A promise kept, but in appearance only. On Saturday, August 17, Indonesian President Joko Widodo celebrated the country's Independence Day in Nusantara, Indonesia's future capital, as he had announced. In a simultaneous celebration, his vice president, Ma'ruf Amin, officiated from the presidential palace in Jakarta. Only 1,300 guests, out of the 8,000 initially planned, were invited to Borneo, where the capital is due to relocate, 1,200 kilometers from Jakarta. Foreign dignitaries and even diplomats based in Jakarta had been warned 10 days beforehand that they would not be making the trip. The presidential decree transferring the capital was postponed indefinitely.

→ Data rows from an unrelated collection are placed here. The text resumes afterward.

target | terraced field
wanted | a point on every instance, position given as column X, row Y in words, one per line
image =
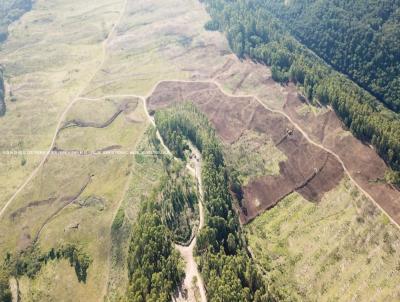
column 80, row 73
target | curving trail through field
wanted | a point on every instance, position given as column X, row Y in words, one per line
column 187, row 252
column 191, row 269
column 66, row 110
column 305, row 135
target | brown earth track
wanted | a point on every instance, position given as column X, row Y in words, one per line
column 65, row 201
column 309, row 170
column 362, row 162
column 37, row 203
column 123, row 107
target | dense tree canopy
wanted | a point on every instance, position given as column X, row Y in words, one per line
column 228, row 271
column 11, row 10
column 155, row 271
column 360, row 38
column 253, row 30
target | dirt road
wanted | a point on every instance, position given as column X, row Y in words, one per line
column 66, row 110
column 191, row 269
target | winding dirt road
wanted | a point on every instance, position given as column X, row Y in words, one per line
column 187, row 255
column 191, row 269
column 66, row 110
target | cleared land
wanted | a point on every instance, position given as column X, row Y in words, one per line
column 307, row 170
column 342, row 249
column 154, row 41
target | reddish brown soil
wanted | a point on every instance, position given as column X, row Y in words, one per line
column 362, row 162
column 308, row 169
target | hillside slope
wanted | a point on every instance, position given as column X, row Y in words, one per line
column 359, row 38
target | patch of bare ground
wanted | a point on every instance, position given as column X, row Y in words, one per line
column 308, row 169
column 362, row 162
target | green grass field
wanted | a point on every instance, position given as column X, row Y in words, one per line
column 342, row 249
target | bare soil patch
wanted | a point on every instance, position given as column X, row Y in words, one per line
column 308, row 169
column 361, row 160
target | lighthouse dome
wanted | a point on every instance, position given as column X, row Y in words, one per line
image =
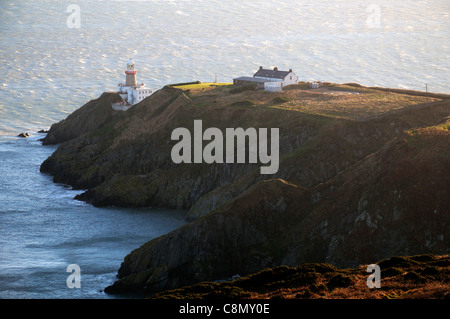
column 130, row 65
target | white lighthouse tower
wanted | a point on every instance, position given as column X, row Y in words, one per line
column 131, row 92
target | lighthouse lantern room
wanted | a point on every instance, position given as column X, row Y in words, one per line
column 131, row 92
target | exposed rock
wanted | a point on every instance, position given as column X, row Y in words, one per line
column 347, row 192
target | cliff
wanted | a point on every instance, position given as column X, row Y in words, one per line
column 363, row 175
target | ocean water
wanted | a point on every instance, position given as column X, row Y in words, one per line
column 57, row 55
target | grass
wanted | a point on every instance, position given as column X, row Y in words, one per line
column 201, row 86
column 421, row 276
column 330, row 100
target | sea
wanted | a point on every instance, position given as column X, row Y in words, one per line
column 57, row 55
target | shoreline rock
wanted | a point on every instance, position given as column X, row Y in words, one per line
column 347, row 192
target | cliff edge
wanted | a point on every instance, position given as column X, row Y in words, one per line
column 363, row 175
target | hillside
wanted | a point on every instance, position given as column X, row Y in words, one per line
column 407, row 277
column 364, row 175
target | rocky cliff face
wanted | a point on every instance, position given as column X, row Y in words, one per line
column 347, row 192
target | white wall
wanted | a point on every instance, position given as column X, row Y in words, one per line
column 291, row 78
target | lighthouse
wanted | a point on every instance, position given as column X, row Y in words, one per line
column 131, row 92
column 130, row 74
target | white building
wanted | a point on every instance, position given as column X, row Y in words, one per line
column 271, row 80
column 131, row 92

And for good reason: the project, which was launched in 2021 and became law in 2022, has been plagued by delays. The new presidential palace, whose immense metal wings give it the silhouette of a Garuda, the mythical eagle symbolizing Indonesia, has certainly been built – "Jokowi," as the president is known, spent several nights there in early August – but the accommodation and office infrastructure is not yet ready. The airport that is supposed to welcome VIPs has not been completed, with ordinary visitors arriving via the airport in the town of Balikpapan, linked to the future capital by a freeway that is 90% complete.
Nusantara means "archipelago nation," referring to Indonesia and its 17,000 islands. Located at the geographic center of the country, on the large island of Borneo, Nusantara, like Brasilia, Brazil, and Astana, Kazakhstan, before it, is intended to promote the inward rebalancing of a nation of 288 million inhabitants, with marked disparities in population and development. Its designers, who want to make Nusantara a zero-carbon-emission capital by 2045, have chosen a largely uninhabited site, made up of paper-tree concessions and former coal mines. A total of 1.9 million inhabitants are expected by 2045, compared with Jakarta's current 11 million, which is sinking into the sea.

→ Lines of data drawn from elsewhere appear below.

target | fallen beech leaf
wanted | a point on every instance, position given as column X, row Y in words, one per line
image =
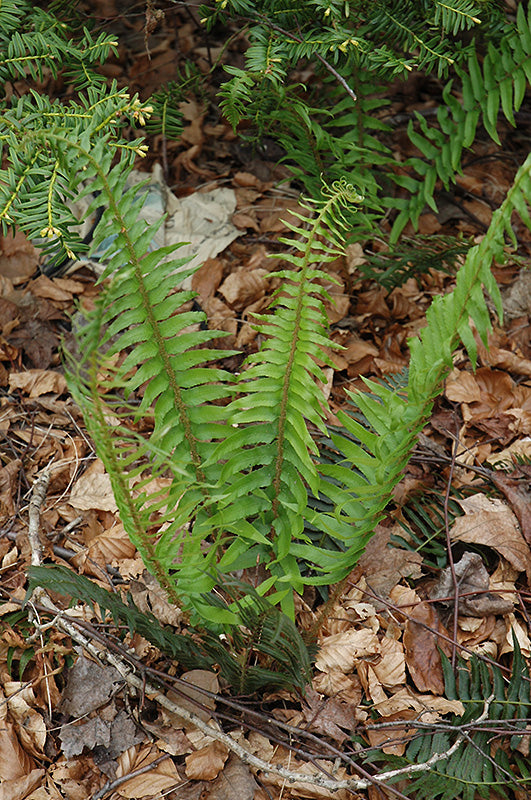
column 89, row 686
column 37, row 381
column 243, row 287
column 422, row 648
column 519, row 496
column 492, row 523
column 206, row 764
column 393, row 741
column 31, row 727
column 471, row 576
column 14, row 761
column 506, row 459
column 429, row 708
column 111, row 546
column 462, row 387
column 50, row 289
column 18, row 257
column 335, row 683
column 93, row 490
column 342, row 650
column 19, row 788
column 8, row 482
column 383, row 564
column 515, row 627
column 391, row 670
column 207, row 278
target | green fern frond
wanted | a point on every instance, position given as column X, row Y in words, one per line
column 483, row 764
column 269, row 458
column 265, row 652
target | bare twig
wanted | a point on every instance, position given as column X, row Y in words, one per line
column 110, row 786
column 143, row 687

A proactive president who has made major construction projects the hallmark of his two terms in office, "Mr. Infrastruktur," as he is nicknamed, had sold his pet project by assuring that 80% of the financing, estimated at €29 billion up to 2045, would come from the private sector. However, while a handful of Indonesian groups were eager to get involved, multinationals and major foreign investment funds have been slow to respond.
The Indonesian government has had to spend 42 trillion rupiah (€2.44 billion) in the current financial year, and spent around the same amount in the previous one. "The new capital Nusantara is a canvas on which we can carve out the future," said Widodo at the first and exceptional Council of Ministers meeting held in Nusantara on August 12. "Not every country has the opportunity or ability to construct a new capital from zero," he said. The president also warned that the planned relocation of the first 10,000 civil servants in Nusantara in September would be delayed. It will take "10, 15, 20 years" for the new capital to take shape, said Widodo.